Cela explique aussi en partie la lourdeur des impôts chez nous. Si la production du service n’est pas financée par le tarif qu’on vous charge, il faut bien prendre l’argent quelque part.

En plus, comme on paie en bloc plutôt qu’à la carte, les gens n’ont aucune idée du coût réel des services qu’ils consomment. Le tarif qu’on vous charge ne couvre en effet qu’une infime fraction du coût des machines, du personnel, des matières premières, etc. requises pour produire et vous acheminer le service.

Cette perception décrochée du réel est encore plus forte chez ceux qui ne paient pas d’impôts, parfois pour d’excellentes raisons. Dans les faits, leur consommation est financée par les autres. Mais je le répète : dans bien de cas, ça se justifie.

Quand un service est tarifé très en dessous de sa valeur réelle, on le consomme aussi sans y faire attention et, si on en a les moyens, on gaspille. Des tarifs trop bas sont donc une subvention dont profitent ceux qui ont les moyens de gaspiller, qui sont les riches. Je ne suis pas sûr de voir ce que cela a de «progressiste».

Tout financer par l’impôt empêche aussi les gens de voir le lien entre la qualité à maintenir du service et la nécessaire contribution de chacun. Quand on paie un péage, on sait qu’on finance, si c’est correctement organisé, l’entretien du réseau.

Les exemples absurdes sont archi-connus. En dollars constants, le coût des études universitaires a baissé sur le long terme, sans aucun effet mesurable sur l’accessibilité. Le seul impact de la politique actuelle est d’affamer un réseau déjà sous-financé et de compromettre la qualité de l’éducation offerte.

Notre manière de gérer l’hydroélectricité, elle, revient à brader à vil prix la plus précieuse ressource du Québec. Les travaux de Jean-Thomas Bernard, Gérard Bélanger, Marcel Boyer, Pierre Fortin, etc. sont éloquents. Comme ils l’expliquent, les bons prix ne sont pas nécessairement les bas prix, mais ceux qui établissent un équilibre entre l’efficacité et l’équité.

Nous avons cependant été habitués à penser que parce que la ressource nous appartient et qu’un État n’est pas une entreprise à but lucratif, nous devrions payer le moins possible. Il suffit de regarder ailleurs pour voir que nous sommes l’exception et non la règle.

Je plaide évidemment coupable puisque j’ai fait partie d’un gouvernement qui a gelé les tarifs d’Hydro-Québec pendant de longues années. Une erreur…

Fondamentalement, il faut mettre la fixation des tarifs le plus loin possible des influences politiques, et tenir davantage compte du coût de production réel du service. Les gens doivent aussi connaître la vraie valeur de ce qu’ils consomment, ce qui ne veut pas dire qu’ils doivent payer le coût de production.

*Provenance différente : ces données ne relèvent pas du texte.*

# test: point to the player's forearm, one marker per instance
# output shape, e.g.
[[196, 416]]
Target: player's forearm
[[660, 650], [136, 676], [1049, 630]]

Les moins fortunés doivent être protégés par des mesures spécifiquement concentrées sur eux, et non par une politique de bas tarifs pour tous. Et bien sûr, les revenus de tarification doivent, autant que possible, aller au financement de ces services, et pas ailleurs.

Gouverner sérieusement, c’est parfois accepter de se rendre impopulaire. On verra bien. Fondamentalement, il faut se mettre en tête que le Québec ne se redressera pas si nous ne faisons pas un effort collectif auquel chacun d’entre nous devra contribuer. Chacun.